- Relief pitcher
- Born: April 8, 1988 (age 38) Daewoo, South Korea
- Batted: LeftThrew: Right

KBO debut
- August 30, 2015, for the Samsung Lions

Last KBO appearance
- March 24, 2024, for the Samsung Lions

KBO statistics
- Win–loss record: 17–29
- Earned run average: 5.29
- Strikeouts: 348
- Saves: 42
- Stats at Baseball Reference

Teams
- Samsung Lions (2015–2024);

= Jang Pill-joon =

South Korean baseball player (born 1988)

Jang Pill-joon (born April 8, 1988) is a South Korean former relief pitcher for the Samsung Lions of the KBO League. He throws right-handed and bats left-handed.

==Professional career==
===Los Angeles Angels===
On December 5, 2008, Jang signed with the Los Angeles Angels organization as an international free agent. He spent his first professional season in 2009 with the rookie-level Arizona League Angels, posting a 6-3 record and 3.83 ERA with 72 strikeouts across 14 starts.

Jang split the 2010 season between the rookie-level Orem Owlz and the High-A Rancho Cucamonga Quakes.
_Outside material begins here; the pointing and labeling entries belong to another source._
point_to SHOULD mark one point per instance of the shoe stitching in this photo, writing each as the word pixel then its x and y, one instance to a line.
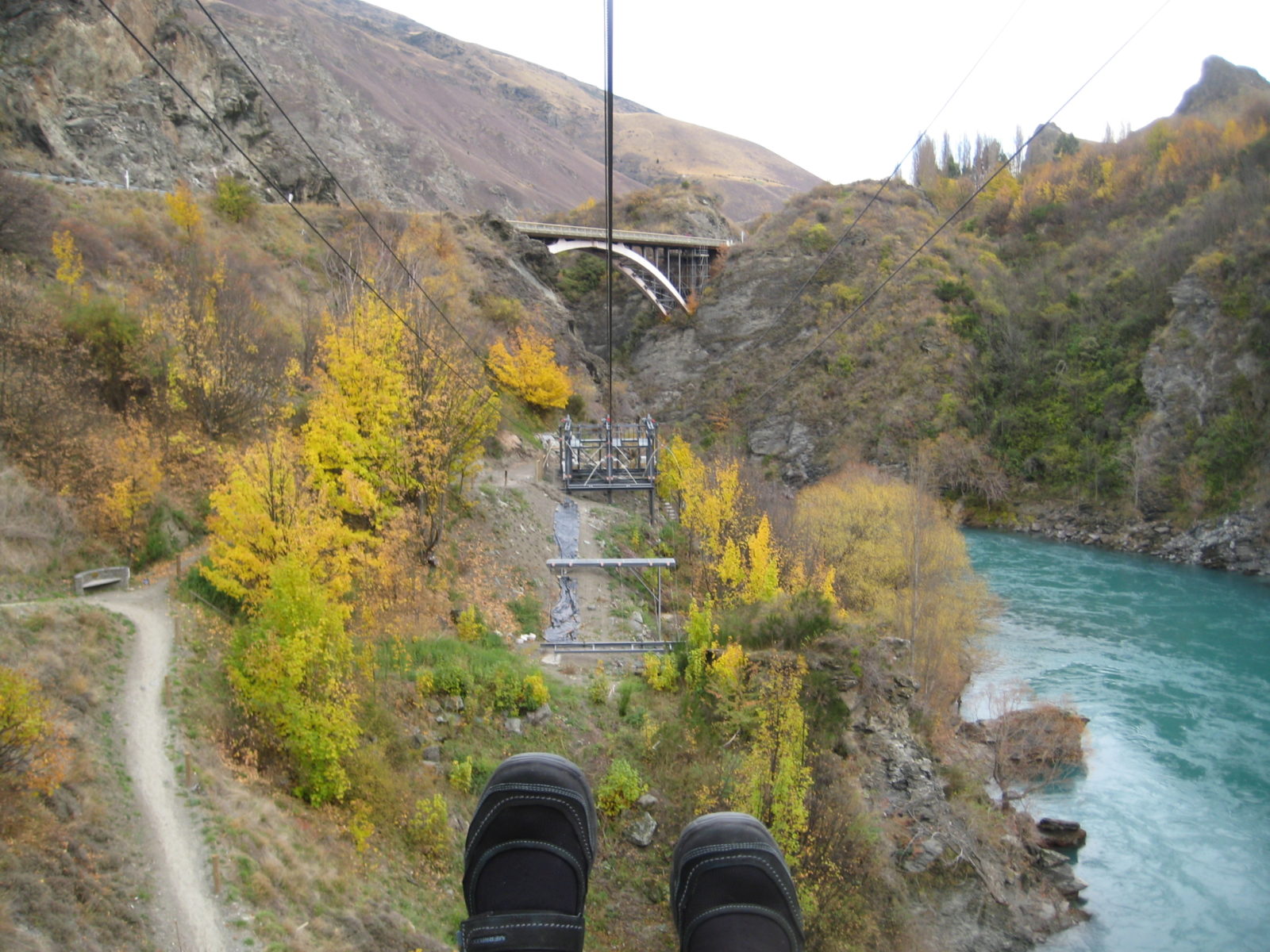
pixel 753 911
pixel 556 850
pixel 522 926
pixel 541 790
pixel 683 899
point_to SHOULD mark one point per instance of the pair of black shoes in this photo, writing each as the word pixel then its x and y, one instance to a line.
pixel 531 846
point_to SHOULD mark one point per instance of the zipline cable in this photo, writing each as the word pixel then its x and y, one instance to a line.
pixel 949 220
pixel 338 183
pixel 876 194
pixel 370 286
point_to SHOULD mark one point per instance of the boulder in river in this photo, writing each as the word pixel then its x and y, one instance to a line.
pixel 1060 835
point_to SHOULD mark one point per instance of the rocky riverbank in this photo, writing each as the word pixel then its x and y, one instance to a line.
pixel 1236 543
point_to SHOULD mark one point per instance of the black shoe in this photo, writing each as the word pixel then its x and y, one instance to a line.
pixel 730 890
pixel 529 854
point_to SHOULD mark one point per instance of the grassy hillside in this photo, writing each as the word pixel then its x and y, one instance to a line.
pixel 347 674
pixel 1091 329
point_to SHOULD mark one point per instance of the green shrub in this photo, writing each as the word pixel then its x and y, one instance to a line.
pixel 598 687
pixel 427 831
pixel 619 789
pixel 461 774
pixel 527 611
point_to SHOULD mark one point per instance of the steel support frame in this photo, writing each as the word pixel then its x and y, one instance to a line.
pixel 563 565
pixel 607 456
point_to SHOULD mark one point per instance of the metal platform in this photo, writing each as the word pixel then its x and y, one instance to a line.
pixel 609 647
pixel 607 456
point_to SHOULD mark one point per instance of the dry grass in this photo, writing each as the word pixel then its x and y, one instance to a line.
pixel 71 873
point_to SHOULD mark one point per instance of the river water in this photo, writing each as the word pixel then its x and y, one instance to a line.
pixel 1172 666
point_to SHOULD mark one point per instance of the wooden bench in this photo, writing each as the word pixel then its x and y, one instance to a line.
pixel 97 578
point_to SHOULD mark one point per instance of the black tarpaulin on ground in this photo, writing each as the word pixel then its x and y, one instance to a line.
pixel 564 613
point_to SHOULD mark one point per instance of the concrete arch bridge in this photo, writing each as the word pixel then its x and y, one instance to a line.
pixel 667 268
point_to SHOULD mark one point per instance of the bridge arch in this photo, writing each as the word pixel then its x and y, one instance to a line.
pixel 645 274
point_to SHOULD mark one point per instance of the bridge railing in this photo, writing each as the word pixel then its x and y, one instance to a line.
pixel 537 228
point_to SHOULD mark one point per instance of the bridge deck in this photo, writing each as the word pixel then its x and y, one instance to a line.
pixel 535 228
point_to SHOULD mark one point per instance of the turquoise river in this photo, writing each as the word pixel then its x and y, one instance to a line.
pixel 1172 668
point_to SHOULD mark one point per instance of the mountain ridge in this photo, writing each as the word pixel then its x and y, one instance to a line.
pixel 403 114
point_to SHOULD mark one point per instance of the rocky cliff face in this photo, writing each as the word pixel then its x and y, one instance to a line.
pixel 403 114
pixel 82 98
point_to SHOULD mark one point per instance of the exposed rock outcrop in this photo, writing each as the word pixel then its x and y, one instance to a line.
pixel 995 895
pixel 403 114
pixel 1221 84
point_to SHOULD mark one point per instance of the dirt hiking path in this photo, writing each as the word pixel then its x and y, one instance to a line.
pixel 186 914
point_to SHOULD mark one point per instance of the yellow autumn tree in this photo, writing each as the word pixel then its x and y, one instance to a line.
pixel 709 498
pixel 355 440
pixel 70 260
pixel 448 422
pixel 183 211
pixel 530 370
pixel 266 511
pixel 32 743
pixel 775 777
pixel 294 672
pixel 895 555
pixel 764 573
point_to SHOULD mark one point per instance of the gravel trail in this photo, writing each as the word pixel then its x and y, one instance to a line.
pixel 186 913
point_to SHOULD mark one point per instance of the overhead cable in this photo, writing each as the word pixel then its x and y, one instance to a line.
pixel 336 179
pixel 463 378
pixel 876 194
pixel 949 220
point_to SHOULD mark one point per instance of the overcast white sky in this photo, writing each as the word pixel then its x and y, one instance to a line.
pixel 844 88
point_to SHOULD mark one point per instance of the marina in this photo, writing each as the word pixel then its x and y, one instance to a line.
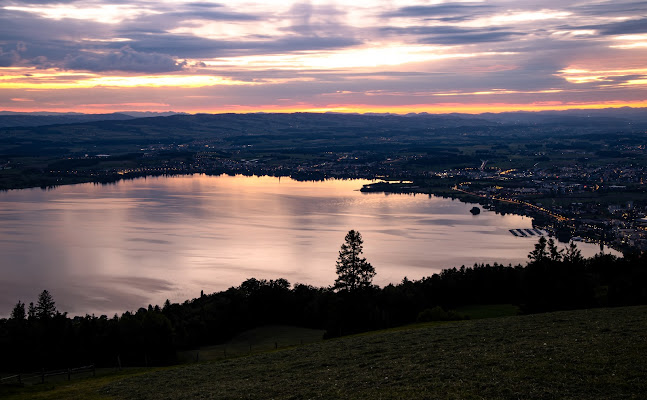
pixel 528 232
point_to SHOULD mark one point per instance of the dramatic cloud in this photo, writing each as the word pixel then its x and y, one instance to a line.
pixel 125 59
pixel 398 55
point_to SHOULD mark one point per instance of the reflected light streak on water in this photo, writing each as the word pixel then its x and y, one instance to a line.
pixel 110 248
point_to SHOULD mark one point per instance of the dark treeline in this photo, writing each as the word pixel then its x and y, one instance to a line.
pixel 42 337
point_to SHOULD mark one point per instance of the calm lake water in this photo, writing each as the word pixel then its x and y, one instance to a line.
pixel 110 248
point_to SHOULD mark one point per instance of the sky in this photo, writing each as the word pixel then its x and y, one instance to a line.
pixel 99 56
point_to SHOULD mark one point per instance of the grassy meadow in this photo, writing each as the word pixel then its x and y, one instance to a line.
pixel 584 354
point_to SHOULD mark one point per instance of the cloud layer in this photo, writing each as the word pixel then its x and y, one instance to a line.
pixel 322 55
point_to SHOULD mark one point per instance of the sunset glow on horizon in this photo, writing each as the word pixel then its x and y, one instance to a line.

In 17 starts for the two affiliates, he accumulated a 3-3 record and 3.81 ERA with 48 strikeouts over 85 innings of work. Jang spent the 2011 campaign with Orem and the Single-A Cedar Rapids Kernels, posting a cumulative 3-6 record and 4.69 ERA with 48 strikeouts in 80 2/3 innings pitched across 15 starts.

Jang was released by the Angels organization prior to the start of the season on March 25, 2012.

===Las Cruces Vaqueros===
Jang spent the 2012 campaign with the Las Cruces Vaqueros of the Pecos League of Professional Baseball Clubs. In 3 games (2 starts) for the club, Jang struggled to a 1-1 record and 12.00 ERA with 8 strikeouts over 12 innings of work.

===Samsung Lions===
Jang joined the Samsung Lions of the KBO League in 2015, making two appearances for the team. Jang made 56 appearances for the Lions during the 2016 campaign, Jang compiled a 4-6 record and 5.13 ERA with 57 strikeouts over 72 innings of work.

Jang was promoted to the closer role in 2017, making 56 relief appearances for the team, in which he compiled a 4-8 record and 4.68 ERA with 82 strikeouts and 21 saves across 67 1/3 innings pitched. He made 61 appearances for Samsung during the 2018 season, registering a 5-5 record and 4.34 ERA with 74 strikeouts and 6 saves across 66 1/3 innings pitched.

==International career==
He was selected to represent South Korea at the 2017 Asia Professional Baseball Championship, and picked up a save against Chinese Taipei

In 2018, he represented South Korea at the 2018 Asian Games.